Nome e simbolo, identità e tradizione: per mesi e mesi, quasi come una cantilena, la polemica sulla Reggina che diventava temporaneamente Fenice Amaranto in seguito all’ennesimo fallimento, ha tenuto banco tra i tifosi amaranto. Una polemica dai toni forti, esasperata nei contenuti da una parte della politica cittadina e cresciuta a dismisura attraverso i social. Una polemica così profonda da spaccare in due la tifoseria e che si è trascinata fino alla scorsa estate quando l’attuale proprietà si aggiudicò all’asta il diritto a chiamarsi Reggina. Una polemica che si sperava chiusa e che invece è riesplosa una manciata di giorni fa, con l’ordinanza con cui il tribunale civile di Catanzaro è intervenuto per stoppare le pretese di un imprenditore e avvocato di Taurianova, Rocco Falleti, che nel 2017 aveva registrato a suo nome il marchio denominativo As Reggina. Una polemica dai toni vagamente surreali – come se un privato cittadino registrasse il nome Coca Cola rivendicandone poi il diritto all’uso esclusivo – e che, nonostante il pronunciamento del giudice, potrebbe trascinarsi ancora per le aule di tribunale.

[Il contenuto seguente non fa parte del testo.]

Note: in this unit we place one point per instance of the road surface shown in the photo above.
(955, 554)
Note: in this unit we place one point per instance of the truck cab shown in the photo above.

«Io avrei evitato di andare in tribunale, ma se tu registri un marchio identico ad un marchio già registrato, io come titolare, ho l’obbligo di fare qualcosa. L’intenzione era di regalarlo il marchio, però se qualcuno viene a prendere possesso di qualcosa che non gli appartiene deve avere la cortesia di chiederlo, non di sfondare la porta». E pazienza se il nome Reggina accompagna la squadra amaranto da 110 anni. Rocco Falleti è un avvocato di Taurianova da tempo trasferito a Milano. Alla guida di una società attiva nei settori dell’informatica e della ricettività, Falleti aveva registrato a suo nome il marchio As Reggina nel 2017, in seguito al fallimento della storica società guidata da Lillo Foti, andata a gambe per aria nel 2015. Un “buco” amministrativo dentro cui si è inserito il professionista taurianovese (che si dice grande tifoso amaranto) e che è finito inevitabilmente per portare ulteriore confusione in un ambiente che da dai tempi dell’arresto dell’ex presidente Gallo, vive costantemente sull’orlo di una crisi di nervi.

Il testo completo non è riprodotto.